Kirkus Reviews QR Code
HOW TO MAKE A FRENCH FAMILY by Samantha Vérant

HOW TO MAKE A FRENCH FAMILY

A Memoir of Love, Food, and Faux Pas

by Samantha Vérant

Pub Date: April 1st, 2017
ISBN: 978-1-4926-3849-0
Publisher: Sourcebooks

A determinedly positive memoir about starting life over as mother to a family in southwestern France.

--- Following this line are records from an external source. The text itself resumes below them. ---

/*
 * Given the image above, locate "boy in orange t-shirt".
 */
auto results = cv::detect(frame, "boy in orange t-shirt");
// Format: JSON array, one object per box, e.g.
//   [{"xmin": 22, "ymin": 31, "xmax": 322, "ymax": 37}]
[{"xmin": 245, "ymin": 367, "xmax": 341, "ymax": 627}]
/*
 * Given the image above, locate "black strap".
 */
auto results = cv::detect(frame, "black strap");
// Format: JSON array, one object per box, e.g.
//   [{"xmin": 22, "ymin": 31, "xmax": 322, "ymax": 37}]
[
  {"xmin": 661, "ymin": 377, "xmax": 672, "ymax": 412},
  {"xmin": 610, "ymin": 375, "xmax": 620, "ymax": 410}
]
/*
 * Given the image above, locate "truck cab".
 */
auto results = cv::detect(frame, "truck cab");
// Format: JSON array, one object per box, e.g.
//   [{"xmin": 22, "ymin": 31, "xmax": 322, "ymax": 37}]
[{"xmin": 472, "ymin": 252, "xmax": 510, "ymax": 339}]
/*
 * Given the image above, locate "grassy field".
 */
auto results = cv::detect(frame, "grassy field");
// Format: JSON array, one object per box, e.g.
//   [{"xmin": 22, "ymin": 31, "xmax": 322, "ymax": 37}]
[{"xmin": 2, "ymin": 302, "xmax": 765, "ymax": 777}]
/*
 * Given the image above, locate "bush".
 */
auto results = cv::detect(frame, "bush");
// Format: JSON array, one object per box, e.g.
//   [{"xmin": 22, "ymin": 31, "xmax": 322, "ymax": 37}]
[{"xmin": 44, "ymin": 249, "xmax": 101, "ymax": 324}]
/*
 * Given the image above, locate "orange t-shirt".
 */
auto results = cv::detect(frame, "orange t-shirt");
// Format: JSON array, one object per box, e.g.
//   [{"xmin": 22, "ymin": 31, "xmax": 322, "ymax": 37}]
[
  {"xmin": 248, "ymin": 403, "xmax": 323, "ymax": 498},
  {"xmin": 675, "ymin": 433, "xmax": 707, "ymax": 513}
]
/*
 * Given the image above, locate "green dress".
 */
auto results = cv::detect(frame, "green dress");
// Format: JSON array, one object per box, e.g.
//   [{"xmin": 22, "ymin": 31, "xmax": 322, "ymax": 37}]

Vérant’s first memoir (Seven Letters from Paris, 2014) chronicled the author’s fairy-tale romance with a handsome French rocket scientist she had met 20 years earlier and then pursued after a divorce and a business failure left her in debt. This book is the happily-ever-after follow-up, in which the two marry and the author takes responsibility for her new husband’s two children, preteen Max and teenage Elvire. Rugby-playing Max took the new situation in stride; “porcelain doll” Elvire was less taken with her new stepmother. In short, peppy chapters, the author describes the stages of her adjustment to life in France. She got her driver’s license, made some expatriate friends, gradually increased her knowledge of the language, learned to scuba dive and ski, wrote her first memoir, and, along with her husband, renovated their house. As a “glass-is-half-full, not empty kind of girl,” Vérant touches on but doesn’t explore deeply the emotional pain of miscarriage. Instead, she provides accounts of family vacations, holiday get-togethers, the self-created “Stepmother’s Day,” and delicious meals, for some of which she supplies recipes, including one for “frushi” (French sushi). Her husband, Jean-Luc, can be “a little bossy,” but they never “argue, yell, or fight,” instead employing the “bonobo strategy” of using sex to defuse anger. The author’s descriptions tend toward the generic: one friend’s husband is “tall, dark, and handsome,” and another’s “dashing and charming.” So do her insights: “life is a bowl of cherries, even when there are pits”; “even with its twists and turns, nature eventually takes its course.”

Those looking for a breezy read about a transplanted American in France may be satisfied, but the book dwells more on Vérant’s personal life than on observations of the world around her.